Badai ; jika aku menjelma hujan./ Ku sarankan kau untuk berteduh./ Menikmati bunyi rintiknya. Menikmati deru kerasnya. Menikmati anginnya. Dan menikmati pelukannya./ Sebab hujan. Adalah badai rindu yang kehadirannya candu./ Sebab hujan. Adalah kekasih yang tidak pernah bisa kita miliki. Sebab hujan. Adalah perasaan yang di tenggelamkan. Sebab hujan, adalah hati yang dingin di pelantaran./

 --- akulah hujan itu.

 

 

07 Agustus 2022

Badai ; Menerka saja, beberapa sendi telah menjadi puisi. Kulihat tubuhmu menyerupai diksi. Sepi mu yang mulai lihai. Atau aku yang terlalu lama menunggu.

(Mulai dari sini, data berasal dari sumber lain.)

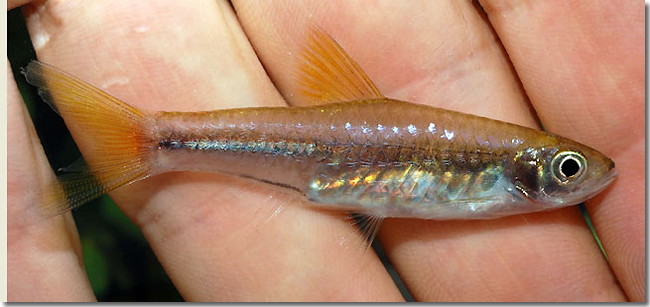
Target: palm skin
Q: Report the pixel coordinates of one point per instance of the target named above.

           Cemas ; dari balik sepi. Rindu menyeringai membajak hati. Yang terus menari di atas bisu dan waktu. Kau meraih ragaku. Aku yang kian haus rindu. Dan kau yang meminjam aku.

 

08 Agustus 2022

Badai ; nelangsa telah pergi melalang buana/. Dan sepiku juga sepimu menikmati dansa di nirwana./ Jika meminjam malam mu adalah hal entah./ Maka aku lapang dada mendayung nelangsa dengan rupa air mata./ Sendiri, namun akan aku pinjami sepiku untuk menemani sepimu./ Maka api, tidak butuh air untuk menjadi padam./ Tapi api, butuh embun untuk saling menghangatkan/. Ku titipkan sepi, semoga dia adalah tanda terima kasih ku atas kebaikanmu./

 --- bahagialah selalu—Biru, ---- puisi tidak di balas ☹

 

14 Agustus 2022

Cemas ; kau memang keras kepala/. Tapi tidak lebih keras dari rindu./ Sedangkan aku terlalu rumit/. Tapi tidak lebih rumit dari apa yang kita rasa/. Semesta nampaknya paham bahwa, bisu tak bisa bercumbu, dan sepi tak mampu memuaskan birahi./ Semesta nampaknya paham, bahwa kata – kata dalam kepala kita tak mampu lagi menerka./ Semesta nampaknya paham, bahwa kita perlu berejakulasi puisi berkali – kali/. Sampai rasa menjadi nyata. /Sampai samar makin memudar. /Sampai segala Hasrat, menemukan diri yang tepat/.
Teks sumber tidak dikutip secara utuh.